Lagos: preciosa joia portuguesa

Lagos, Praia da Batata
(Fotografia: Michelle C. Buss)

Lagos é uma cidade portuguesa do distrito de Faro, situada na região do Algarve. A cidade é limitada ao norte por Monchique, leste por Portimão, oeste por Vila do Bispo, noroeste por Aljezur e ao sul pelo oceano Altântico.
A cidade de Lagos está historicamente relacionada as expansões marítimas portuguesas. Detentora de monumentos históricos, além praias de tirar o fôlego e uma vida noturna dinâmica, Lagos é um dos centros turísticos mais requisitados do Algarve. Aliás, para quem vai para essa região, Lagos é parada obrigatória.

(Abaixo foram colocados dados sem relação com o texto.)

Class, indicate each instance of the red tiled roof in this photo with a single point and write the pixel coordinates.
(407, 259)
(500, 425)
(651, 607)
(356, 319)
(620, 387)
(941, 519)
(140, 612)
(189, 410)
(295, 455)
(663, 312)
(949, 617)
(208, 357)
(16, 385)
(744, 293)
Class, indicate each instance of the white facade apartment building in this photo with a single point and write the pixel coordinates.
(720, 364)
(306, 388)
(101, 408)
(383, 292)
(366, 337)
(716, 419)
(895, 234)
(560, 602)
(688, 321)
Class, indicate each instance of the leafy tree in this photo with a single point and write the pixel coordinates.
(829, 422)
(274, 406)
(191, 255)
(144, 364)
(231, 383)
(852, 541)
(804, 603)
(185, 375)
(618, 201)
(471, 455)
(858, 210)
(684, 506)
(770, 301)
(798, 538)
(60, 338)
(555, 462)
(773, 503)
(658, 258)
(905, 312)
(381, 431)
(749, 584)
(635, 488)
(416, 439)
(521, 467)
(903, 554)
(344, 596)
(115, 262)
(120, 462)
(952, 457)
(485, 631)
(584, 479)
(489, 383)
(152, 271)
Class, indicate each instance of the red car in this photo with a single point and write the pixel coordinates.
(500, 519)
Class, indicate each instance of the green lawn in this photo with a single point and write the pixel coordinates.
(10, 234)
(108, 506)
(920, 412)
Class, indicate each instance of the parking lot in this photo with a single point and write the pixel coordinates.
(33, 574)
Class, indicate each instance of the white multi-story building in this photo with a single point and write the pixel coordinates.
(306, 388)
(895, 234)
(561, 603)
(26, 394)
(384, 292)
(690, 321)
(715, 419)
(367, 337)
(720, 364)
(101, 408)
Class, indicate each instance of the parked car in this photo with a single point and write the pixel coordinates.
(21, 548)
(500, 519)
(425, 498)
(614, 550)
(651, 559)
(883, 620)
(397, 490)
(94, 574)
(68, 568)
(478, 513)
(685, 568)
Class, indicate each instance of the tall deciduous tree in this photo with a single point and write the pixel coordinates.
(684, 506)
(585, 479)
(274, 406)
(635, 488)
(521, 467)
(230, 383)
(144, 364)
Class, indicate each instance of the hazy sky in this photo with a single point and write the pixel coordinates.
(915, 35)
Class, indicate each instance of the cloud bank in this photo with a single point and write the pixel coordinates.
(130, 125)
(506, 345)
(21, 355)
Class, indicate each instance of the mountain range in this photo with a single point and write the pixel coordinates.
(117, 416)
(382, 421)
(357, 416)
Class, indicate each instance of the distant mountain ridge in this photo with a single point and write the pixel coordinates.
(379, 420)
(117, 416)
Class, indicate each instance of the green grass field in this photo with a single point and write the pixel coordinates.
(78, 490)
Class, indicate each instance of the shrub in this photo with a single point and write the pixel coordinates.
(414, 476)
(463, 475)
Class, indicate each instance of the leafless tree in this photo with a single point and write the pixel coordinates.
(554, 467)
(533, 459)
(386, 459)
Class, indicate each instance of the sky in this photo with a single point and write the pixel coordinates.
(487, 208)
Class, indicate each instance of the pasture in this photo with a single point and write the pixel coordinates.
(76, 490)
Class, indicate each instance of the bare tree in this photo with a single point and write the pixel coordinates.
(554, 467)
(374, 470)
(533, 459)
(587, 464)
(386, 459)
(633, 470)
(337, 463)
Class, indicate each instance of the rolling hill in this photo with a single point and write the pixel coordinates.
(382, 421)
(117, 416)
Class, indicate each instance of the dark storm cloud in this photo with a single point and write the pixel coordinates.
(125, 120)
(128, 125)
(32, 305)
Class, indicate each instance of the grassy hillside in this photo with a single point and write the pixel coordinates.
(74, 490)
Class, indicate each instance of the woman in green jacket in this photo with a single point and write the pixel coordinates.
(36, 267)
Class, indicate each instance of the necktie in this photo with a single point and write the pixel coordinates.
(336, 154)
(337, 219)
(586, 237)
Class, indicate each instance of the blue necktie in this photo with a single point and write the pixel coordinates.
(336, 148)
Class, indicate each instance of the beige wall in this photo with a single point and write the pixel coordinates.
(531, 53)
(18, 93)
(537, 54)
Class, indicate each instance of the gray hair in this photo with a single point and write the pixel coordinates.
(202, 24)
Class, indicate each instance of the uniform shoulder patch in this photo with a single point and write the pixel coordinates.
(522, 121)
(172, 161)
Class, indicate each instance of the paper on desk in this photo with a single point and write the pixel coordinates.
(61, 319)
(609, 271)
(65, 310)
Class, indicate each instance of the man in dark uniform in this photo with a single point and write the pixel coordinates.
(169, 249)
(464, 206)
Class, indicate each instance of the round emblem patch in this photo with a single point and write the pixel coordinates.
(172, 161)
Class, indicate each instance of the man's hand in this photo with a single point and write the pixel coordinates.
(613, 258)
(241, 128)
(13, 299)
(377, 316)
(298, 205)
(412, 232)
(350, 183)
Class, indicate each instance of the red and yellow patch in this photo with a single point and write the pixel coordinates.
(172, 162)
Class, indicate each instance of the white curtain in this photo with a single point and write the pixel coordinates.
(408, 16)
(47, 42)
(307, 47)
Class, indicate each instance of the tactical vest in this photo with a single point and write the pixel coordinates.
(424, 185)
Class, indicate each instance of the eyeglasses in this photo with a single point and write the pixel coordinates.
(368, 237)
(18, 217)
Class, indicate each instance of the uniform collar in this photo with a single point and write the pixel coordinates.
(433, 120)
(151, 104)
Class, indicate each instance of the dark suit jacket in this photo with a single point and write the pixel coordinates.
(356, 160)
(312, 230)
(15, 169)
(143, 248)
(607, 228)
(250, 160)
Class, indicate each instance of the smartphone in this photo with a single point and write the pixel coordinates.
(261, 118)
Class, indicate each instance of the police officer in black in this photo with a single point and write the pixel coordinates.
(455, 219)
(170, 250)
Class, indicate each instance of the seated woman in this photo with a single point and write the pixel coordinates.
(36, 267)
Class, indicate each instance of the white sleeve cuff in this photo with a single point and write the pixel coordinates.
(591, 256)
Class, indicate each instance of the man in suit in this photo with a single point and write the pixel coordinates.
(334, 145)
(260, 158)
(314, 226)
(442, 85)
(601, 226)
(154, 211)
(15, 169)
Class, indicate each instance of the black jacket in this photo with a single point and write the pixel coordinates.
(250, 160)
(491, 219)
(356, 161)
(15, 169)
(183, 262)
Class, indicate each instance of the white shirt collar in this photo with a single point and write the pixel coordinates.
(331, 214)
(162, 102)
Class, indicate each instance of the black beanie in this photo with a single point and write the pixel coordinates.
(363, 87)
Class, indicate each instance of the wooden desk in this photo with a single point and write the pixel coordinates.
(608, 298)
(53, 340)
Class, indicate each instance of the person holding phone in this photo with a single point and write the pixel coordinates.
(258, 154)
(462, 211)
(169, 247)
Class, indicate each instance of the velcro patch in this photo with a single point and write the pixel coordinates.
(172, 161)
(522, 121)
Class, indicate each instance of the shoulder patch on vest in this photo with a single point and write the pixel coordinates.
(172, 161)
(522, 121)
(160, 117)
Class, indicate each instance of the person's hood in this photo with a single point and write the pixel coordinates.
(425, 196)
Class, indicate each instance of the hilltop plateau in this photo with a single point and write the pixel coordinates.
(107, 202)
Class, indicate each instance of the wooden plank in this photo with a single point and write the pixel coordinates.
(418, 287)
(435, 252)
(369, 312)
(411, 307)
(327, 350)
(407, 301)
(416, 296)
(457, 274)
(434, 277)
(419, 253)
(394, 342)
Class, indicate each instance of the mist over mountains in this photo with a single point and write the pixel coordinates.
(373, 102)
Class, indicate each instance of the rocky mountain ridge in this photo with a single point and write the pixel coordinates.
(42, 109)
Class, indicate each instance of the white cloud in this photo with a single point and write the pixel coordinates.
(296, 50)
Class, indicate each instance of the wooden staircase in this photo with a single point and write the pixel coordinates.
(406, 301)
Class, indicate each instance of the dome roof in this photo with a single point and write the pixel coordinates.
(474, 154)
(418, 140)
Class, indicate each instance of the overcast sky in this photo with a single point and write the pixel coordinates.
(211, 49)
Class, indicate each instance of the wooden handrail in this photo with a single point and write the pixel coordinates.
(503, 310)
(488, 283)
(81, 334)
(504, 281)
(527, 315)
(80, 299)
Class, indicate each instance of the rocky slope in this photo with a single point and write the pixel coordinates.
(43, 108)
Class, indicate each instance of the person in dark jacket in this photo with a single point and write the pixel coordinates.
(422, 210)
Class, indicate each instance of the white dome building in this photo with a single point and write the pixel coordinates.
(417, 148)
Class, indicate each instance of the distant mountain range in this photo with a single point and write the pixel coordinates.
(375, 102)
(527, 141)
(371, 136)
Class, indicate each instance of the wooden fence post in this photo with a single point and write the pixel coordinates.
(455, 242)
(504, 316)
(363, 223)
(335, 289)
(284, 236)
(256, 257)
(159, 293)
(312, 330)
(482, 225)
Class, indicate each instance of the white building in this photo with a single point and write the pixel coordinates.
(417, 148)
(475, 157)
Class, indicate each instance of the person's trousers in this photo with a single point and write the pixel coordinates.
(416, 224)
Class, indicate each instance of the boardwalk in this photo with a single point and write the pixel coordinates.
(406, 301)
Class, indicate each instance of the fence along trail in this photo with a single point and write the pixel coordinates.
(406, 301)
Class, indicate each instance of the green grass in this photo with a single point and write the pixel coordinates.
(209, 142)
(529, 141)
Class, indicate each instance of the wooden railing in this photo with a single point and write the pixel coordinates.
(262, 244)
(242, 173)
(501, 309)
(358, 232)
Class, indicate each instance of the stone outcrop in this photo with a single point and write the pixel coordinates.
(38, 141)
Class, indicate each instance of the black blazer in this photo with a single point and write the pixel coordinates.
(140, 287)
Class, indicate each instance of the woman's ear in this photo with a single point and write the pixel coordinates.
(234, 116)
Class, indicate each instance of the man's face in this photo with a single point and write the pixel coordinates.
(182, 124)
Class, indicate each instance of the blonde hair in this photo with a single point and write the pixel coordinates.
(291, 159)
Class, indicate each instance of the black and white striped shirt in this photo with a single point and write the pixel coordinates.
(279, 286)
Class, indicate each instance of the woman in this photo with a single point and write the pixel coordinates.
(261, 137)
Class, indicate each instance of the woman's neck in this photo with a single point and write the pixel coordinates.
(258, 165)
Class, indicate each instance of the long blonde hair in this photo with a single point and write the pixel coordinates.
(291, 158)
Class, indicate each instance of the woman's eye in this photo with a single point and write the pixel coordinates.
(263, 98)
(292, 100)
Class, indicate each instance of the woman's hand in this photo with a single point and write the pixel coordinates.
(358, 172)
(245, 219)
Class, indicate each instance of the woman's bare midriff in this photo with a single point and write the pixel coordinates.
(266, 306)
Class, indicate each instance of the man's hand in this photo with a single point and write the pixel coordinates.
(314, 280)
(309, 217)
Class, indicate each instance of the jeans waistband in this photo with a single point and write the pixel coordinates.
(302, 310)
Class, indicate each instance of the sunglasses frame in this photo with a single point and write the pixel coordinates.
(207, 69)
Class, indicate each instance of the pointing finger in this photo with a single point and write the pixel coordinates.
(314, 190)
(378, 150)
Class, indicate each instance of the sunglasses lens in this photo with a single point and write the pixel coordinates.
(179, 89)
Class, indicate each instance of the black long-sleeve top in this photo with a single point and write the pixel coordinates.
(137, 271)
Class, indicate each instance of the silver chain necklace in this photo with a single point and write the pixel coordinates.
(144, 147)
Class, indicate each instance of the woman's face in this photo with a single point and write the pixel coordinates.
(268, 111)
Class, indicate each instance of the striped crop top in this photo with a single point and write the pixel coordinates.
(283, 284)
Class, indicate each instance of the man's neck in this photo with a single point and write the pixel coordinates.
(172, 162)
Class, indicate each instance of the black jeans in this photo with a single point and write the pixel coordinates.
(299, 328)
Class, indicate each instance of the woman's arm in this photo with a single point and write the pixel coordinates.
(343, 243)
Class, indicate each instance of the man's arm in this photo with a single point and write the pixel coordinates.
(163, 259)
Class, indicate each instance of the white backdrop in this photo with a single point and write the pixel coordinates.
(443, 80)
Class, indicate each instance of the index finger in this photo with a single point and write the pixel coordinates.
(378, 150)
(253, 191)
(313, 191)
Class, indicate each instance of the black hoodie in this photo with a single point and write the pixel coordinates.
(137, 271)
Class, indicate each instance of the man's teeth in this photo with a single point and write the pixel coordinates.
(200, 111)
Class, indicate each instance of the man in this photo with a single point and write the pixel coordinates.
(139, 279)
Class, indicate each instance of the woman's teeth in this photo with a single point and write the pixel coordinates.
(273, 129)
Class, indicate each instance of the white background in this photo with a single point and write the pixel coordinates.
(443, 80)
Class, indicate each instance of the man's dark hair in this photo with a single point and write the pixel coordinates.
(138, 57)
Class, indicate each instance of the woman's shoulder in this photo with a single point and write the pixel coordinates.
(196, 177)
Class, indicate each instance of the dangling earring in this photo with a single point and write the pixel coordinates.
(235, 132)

Lagos, réplica da caravela Boa Esperança.
Fotografia: Fernando Pires

Lagos
Fotografia: Fernando Pires

Lagos, Praia Dona Ana
Fotografia: Michelle C. Buss

Lagos é um cidade encantadora, ao mesmo tempo que mantém características tradicionais, é também um centro cosmopolita devido a presença de turistas do mundo todo.
Por causa da sua localização, a cidade era um ponto importante para as atividades marítimas, em 1573, Lagos passou a ser capital do Reino de Algarve, posição que manteve durante o Domínio Filipino. Com o sismo de 1755, que também atingiu Lisboa, Lagos deixa de ser capital, passando o posto provisório para Loulé e depois definitivamente para Faro onde ainda se mantém.

Lagos, Praia Dona Ana
Fotografia: Michelle C. Buss
Lagos, Praia Dona Ana
Fotografia: Michelle C. Buss

Lagos
Fotografia: Michelle C. Buss

Lagos
Fotografia: Michelle C. Buss

Lagos é um local agradável e paradisíaco, a sugestão é que seja explorado a pé.  Possui praia de águas azuis com tons de verde, são verdadeiras joias preciosas. Entre minhas praias favoritas, destaco a Praia Dona Ana.
Para ir até Lagos?
De avião: saem do Porto e de Lisboa em direção a Faro. De Faro você pode pegar um comboio até Lagos.
Comboio: ou os chamados trens. Saem de diferentes direções do país em direção a Faro ou mesmo Lagos.
Autocarros (os ônibus) que saem de diferentes partes do país ou você pode optar pela sugestão mais confortável e dinâmica que é alugar um carro.